The Salamander Legacy

Anyway, starting in late Spring/early Summer while school was still in session, Mick and I and the Olander Twins would head up there into the woods – definitely not when we should be in school, it wasn't hookey, no way, that would be unthinkable, could only have been a weekend or a holiday, we haloed ones would never miss a precious and delight-filled sunny day in class at St. James Institute; imagine skipping school just to catch wild animals – and caught red salamanders from under the rocks and put them in our pockets, we also caught a lot of snakes, a small one of which I put in a Sucrets box and took to school, let it crawl around on my desk with its salamander friend.
Each time we went into those woods our salamander-snagging expertise grew, until one day we went up there with a big cardboard box full of high-quality dirt to keep our catch in, for as any great hunter knows, one is loathe to part with a redback salamander one has caught legitimately by hand through sheer cunning and lightning speed; such skills must have their trophies. Plus the salamanders were so cute with those bulgy little black eyes and smiley faces, but even better they were free, and best of all their tails came off and wriggled for a long time and really freaked the girls out, which was great. The snakes were aces at their jobs too; my secret heart-throb Diane Finn was gratifyingly horrified at the sudden snake and salamander on her desk.
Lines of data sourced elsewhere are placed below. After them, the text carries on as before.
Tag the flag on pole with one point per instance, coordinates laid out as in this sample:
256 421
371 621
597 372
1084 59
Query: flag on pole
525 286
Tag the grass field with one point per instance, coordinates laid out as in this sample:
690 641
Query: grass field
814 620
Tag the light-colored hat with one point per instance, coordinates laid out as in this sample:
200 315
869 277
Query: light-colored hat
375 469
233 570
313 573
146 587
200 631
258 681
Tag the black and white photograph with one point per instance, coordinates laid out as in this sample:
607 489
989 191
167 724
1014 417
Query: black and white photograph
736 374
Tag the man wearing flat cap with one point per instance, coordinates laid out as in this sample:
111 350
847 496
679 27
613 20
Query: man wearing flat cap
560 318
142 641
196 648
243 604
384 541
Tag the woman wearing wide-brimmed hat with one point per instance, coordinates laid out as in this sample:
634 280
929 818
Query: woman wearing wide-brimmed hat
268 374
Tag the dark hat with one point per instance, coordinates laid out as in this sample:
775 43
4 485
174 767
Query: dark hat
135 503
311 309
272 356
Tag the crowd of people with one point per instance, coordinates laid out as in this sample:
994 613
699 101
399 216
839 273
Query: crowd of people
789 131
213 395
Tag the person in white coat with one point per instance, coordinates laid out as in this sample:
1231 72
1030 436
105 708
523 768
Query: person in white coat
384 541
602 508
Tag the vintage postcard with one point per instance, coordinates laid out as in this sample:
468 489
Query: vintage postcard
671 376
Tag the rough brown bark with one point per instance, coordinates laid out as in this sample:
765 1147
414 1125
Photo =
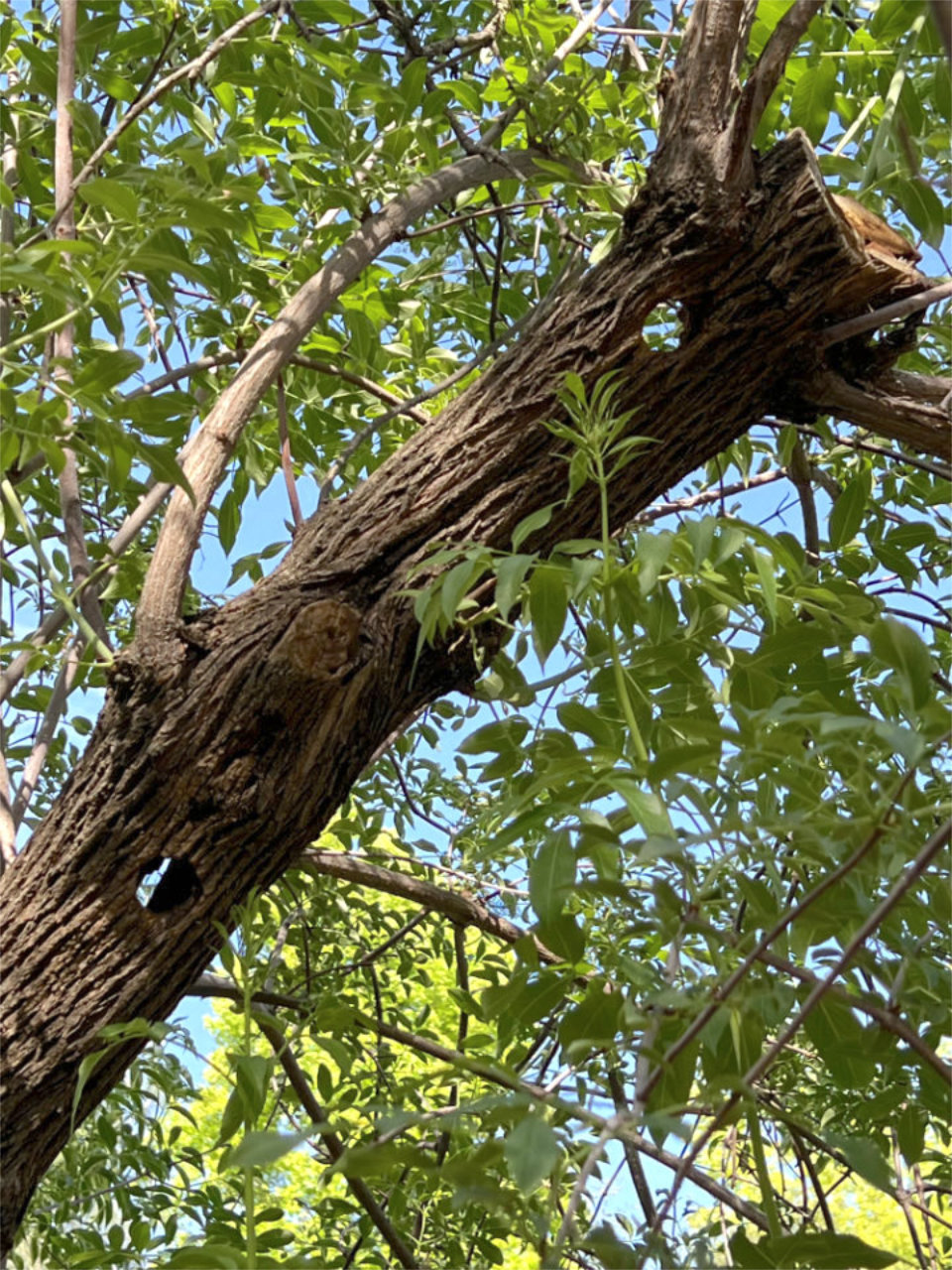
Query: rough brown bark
231 749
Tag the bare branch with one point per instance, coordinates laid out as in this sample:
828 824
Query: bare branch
53 715
942 17
190 71
8 832
70 497
923 427
287 463
212 445
698 95
936 843
707 495
724 989
801 477
8 172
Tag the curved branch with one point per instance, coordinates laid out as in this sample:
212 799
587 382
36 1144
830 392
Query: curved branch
212 445
698 94
888 408
334 1146
449 903
189 70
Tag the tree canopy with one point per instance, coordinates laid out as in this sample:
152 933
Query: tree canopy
475 489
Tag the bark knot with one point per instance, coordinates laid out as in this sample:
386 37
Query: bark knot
321 642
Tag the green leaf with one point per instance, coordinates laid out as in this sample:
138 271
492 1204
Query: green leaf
113 195
454 585
252 1075
811 98
232 1116
847 513
497 737
766 572
824 1251
105 370
654 550
526 527
511 572
531 1152
551 876
923 207
548 606
263 1147
865 1156
910 1132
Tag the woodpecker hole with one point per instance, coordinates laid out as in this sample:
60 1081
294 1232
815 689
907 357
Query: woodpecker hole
662 327
167 883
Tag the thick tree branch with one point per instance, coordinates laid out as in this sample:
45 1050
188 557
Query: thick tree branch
698 96
212 445
190 757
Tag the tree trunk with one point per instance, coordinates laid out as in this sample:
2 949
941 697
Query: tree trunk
231 748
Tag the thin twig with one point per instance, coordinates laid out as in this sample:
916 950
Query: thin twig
70 495
287 463
54 712
190 71
724 989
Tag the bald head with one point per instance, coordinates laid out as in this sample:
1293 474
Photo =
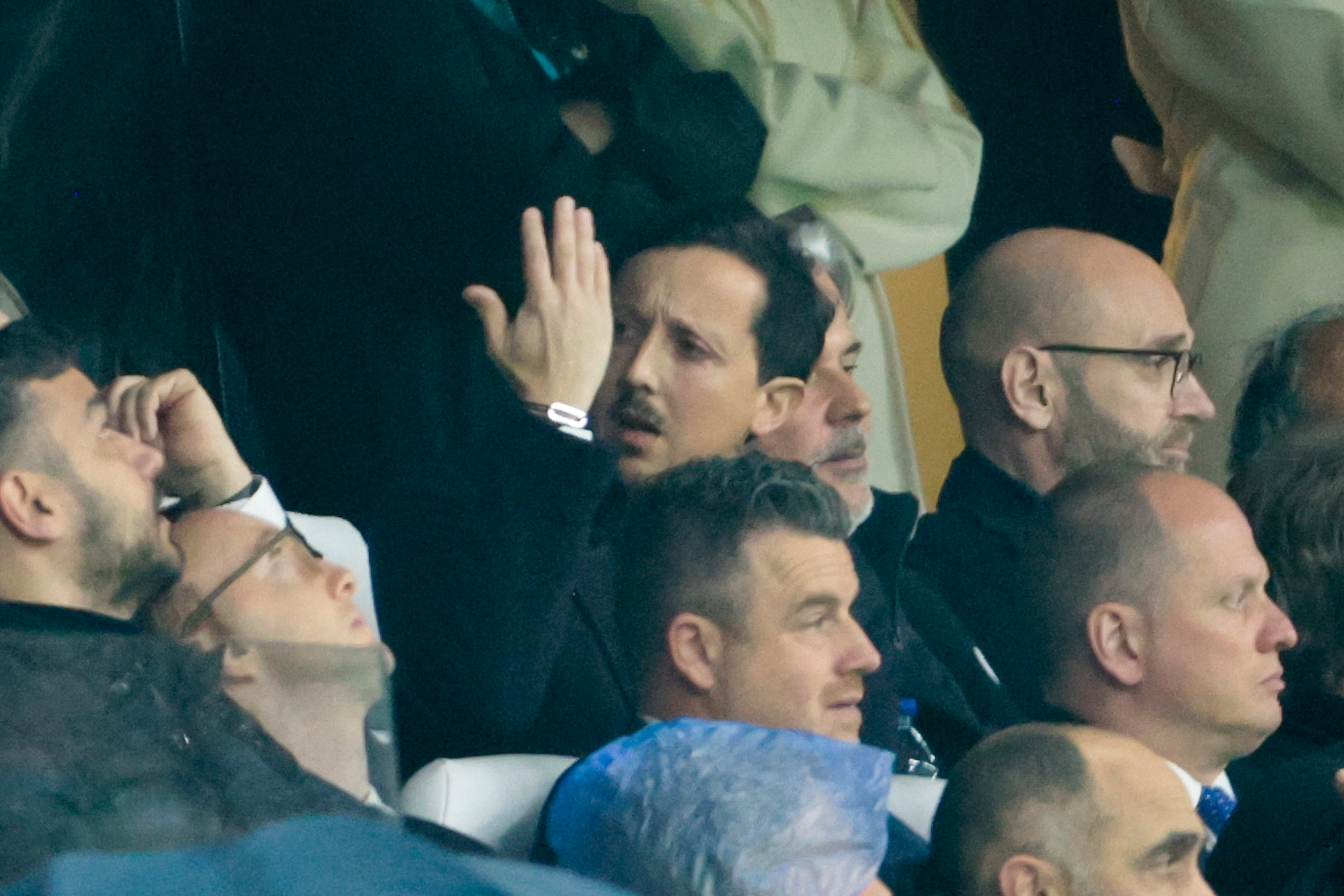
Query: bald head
1150 594
1017 352
1042 287
1073 809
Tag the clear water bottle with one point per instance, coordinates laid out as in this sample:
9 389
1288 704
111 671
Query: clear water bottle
913 753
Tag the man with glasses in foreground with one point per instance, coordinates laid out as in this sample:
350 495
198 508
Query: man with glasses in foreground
1061 348
112 738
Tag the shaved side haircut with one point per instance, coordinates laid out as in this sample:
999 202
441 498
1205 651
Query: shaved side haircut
1294 495
681 550
1097 541
1023 791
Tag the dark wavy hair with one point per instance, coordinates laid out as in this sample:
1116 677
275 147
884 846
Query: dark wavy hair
791 326
1272 399
681 550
Such are the enigmatic thrills of boyhood.
To get back to that day-- when we brought the boxful of forest dirt and salamanders home to the yard of our house on Delaware Avenue we counted our catch and found that we were collectively richer by a staggering 146 salamanders, a new world record that I believe still stands in the pre-teen category. Despite the obvious gold-medalness of the event, however, Mom (for reasons known only to moms) refused to allow us to bring the box into the house (not even into our bedroom!), even when we widened our eyes and looked as sad as we could. We would have loved to have those cute little salamanders crawling all over everything all the time, we would have named every one of them within a year or two. Having no other choice, we did the next best thing and tossed the box under the back porch where we could keep our little red treasures close by, and immediately forgot all about them.
Some time later, when one day I remembered our cardboard vault full of salamanders, I crabbed under the porch to check on our wealth and found that time and the weather had pretty much destroyed the cardboard box, and that every single one of our living treasures had wriggled off into the wild, where living treasures do best. Thus it was that Mick and I and the Olander twins so radically altered the salamander biomass of that region of Delaware Avenue. Now all you salamander-rich folks who live there know who to thank.
6 Comments:
Federico II Gonzaga, fifth marquess of Mantua, had the salamander as his symbol. It was commonly thought that the salamander did not fear fire, and Federico adopted as his motto: "Quod huic deest me torquet", meaning that the fire which spares the salamander did not spare him. He was burning with love... So you see, the salamander is the most perfect gift that any boy can give his beloved. Diamonds are for the ignorant...
Ahh, such brilliant memories. Your salamander tale brought back a few more memories, including one story that must be told, that of the legendary Bert Caswell, the Huckleberry Finn of the Hudson River.
As far as The Great Thruway Conflagration goes, I'll get to that one of these days, now that you've assured me that the statue of limitations has finally been completed. Where is that thing, by the way?
Suggestion for you: Dad and the Soap Box Derby.
Nothing like helping those salamanders expand their territory. Can't you just hear the stories from their perspective they've passed down through their progeny?
My appetite is now whetted for The Great Thruway Conflagration. Great stories that the two of you keep remembering and writing about.
FYI Blogger is at it again not accepting my comment -- same ole' thing. Hope you don't mind, but I was asked to give Robert this message, so just copied my whole comment.
BTW I'm looking forward to the continuation of your story at The Storytelling Place. This is for Robert:
Are you talking about the following quote or another one?
"The wisest man has something yet to learn."
FYI I visited Australia's 107 yr old "blobber," Olive at
http://www.allaboutolive.com.au/
(that's what she calls blogging.)
Was asked to give you this message:
"I had found this blog you reccmmend, PureLandMountain.com. once before and then lost it.
"But as soon as you descibed it, wrriten from Japan, wonderful nature writing, I knew it was the one I’d liked so much and lost. Now, I have it as a favorite. I will read some to Ollie and see what she thinks.
"I would have liked to leave Brady a comment but the google system of signing you up for a blog start if you try and leave a comment, totally infurates me. I have gone through the whole thing up several times, but always forget the password I’ve chosen or some such detail.
"I have thus never left a comment on a google blog. They are idiots making it so hard. If you can get through to that blogger, Brady, pass on my appreciation. Mike the Helper."
I was talking about the quote from Mike which followed what I wrote you. You can trash the messaage, now, if you like, because I found Bob's email address and will send this message to him directly. Blogger still won't let me comment on his blog which I mentioned to him.
I live on Delaware Ave, Albany, am an amateur naturalist hope to find one of your Salamander's progeny. What was your address on the Ave if you don't mind saying?